Ironically even Lord Denning calls it an invasion. It must be remembered that citizenship does not accrue by illegal migration. It comes under the conditions prescribed in the Constitution and the Citizenship Act.
Difference between fundamental rights under Article 19 and 21
A desperate argument has been given that this is a human rights cause. A refugee on account of persecution may have a humanitarian consideration. Illegal migration does not have it. There is no fundamental right to any person to do so. The wise men who framed India’s Constitution made a clear distinction in the phraseology of Article 19 which guarantees the right to move freely throughout the territory of India and to reside and settle in any part of the territory of India. It is a right available only to a citizen.
However, the right to life and liberty and a protection against its deprivation under Article 21 is available to any person – citizen and non-citizen alike.
A right of a citizen or a non-citizen to life and liberty can be taken away only by due process of law. That is a right available to him under India’s constitution. That is his human right. But the framers of the Constitution did not confer on a non-citizen the right to move throughout the territory of India or to reside or settle in any part or territory in India. While the constitution framers make Article 19 applicable to a 'citizen' only, the rights under Article 21 were made available to a 'person'.

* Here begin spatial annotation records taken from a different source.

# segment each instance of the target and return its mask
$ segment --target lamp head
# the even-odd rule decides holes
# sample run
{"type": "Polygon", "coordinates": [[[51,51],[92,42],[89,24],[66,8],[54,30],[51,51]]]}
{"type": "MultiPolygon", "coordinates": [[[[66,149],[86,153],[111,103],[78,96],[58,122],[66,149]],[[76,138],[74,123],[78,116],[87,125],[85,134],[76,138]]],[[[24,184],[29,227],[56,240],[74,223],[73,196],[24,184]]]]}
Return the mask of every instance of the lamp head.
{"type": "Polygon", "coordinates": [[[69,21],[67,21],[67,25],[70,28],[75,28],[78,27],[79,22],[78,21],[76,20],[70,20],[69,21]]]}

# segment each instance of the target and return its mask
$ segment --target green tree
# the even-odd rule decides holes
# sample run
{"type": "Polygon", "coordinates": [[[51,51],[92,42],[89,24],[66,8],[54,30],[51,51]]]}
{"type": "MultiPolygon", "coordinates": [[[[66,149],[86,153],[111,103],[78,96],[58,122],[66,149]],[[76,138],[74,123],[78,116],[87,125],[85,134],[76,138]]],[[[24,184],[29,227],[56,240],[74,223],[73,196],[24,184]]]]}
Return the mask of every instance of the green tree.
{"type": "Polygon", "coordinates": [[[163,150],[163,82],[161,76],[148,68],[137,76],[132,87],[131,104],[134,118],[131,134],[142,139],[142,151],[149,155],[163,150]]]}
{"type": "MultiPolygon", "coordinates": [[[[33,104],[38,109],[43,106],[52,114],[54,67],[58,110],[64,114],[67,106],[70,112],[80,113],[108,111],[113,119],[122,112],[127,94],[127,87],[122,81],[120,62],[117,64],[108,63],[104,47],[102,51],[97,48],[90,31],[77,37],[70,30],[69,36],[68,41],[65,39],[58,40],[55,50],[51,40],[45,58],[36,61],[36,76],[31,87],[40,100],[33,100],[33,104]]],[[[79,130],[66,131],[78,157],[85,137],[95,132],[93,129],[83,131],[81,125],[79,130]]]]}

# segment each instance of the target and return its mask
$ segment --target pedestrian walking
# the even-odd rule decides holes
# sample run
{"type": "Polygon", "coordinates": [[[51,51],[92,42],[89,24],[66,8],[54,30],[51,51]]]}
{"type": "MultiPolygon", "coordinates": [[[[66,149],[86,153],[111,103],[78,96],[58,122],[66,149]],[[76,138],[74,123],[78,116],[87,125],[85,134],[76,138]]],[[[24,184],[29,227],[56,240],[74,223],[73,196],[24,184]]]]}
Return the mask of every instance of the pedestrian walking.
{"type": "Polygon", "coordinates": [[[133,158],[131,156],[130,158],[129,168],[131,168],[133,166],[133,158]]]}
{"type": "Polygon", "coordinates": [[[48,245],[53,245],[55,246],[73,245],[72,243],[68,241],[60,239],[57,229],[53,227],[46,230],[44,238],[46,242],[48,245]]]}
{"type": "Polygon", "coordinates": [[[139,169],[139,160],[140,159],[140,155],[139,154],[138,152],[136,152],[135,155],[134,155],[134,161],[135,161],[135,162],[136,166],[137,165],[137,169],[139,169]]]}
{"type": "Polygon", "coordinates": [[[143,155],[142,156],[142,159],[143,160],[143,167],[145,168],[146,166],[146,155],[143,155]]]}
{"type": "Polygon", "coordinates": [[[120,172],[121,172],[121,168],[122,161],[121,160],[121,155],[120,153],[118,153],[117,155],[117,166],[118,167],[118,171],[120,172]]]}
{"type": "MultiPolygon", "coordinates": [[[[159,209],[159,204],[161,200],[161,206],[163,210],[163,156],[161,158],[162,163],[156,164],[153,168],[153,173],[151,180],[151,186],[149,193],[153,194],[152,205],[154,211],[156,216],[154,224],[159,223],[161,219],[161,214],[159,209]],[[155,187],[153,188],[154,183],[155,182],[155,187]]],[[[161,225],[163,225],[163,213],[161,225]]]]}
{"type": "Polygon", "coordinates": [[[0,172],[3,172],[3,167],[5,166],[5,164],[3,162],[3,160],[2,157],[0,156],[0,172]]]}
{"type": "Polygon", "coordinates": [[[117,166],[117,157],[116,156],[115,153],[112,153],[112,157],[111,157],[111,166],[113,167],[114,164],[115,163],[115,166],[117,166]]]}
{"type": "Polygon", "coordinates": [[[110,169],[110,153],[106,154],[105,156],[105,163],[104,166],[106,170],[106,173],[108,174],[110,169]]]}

There is a method in this distinction.
I reiterate what I have stated earlier. The Congress was the mainstream party on Indian politics. It has increasingly started taking fringe position. Siding with the ‘Tukde Tukde’ gang was one such illustration. It is now compromising the sovereignty of India. Leaders like Rahul and Mamata must realise that India's sovereignty is not a plaything. Sovereignty and citizenship are the soul of India. Imported vote banks are not.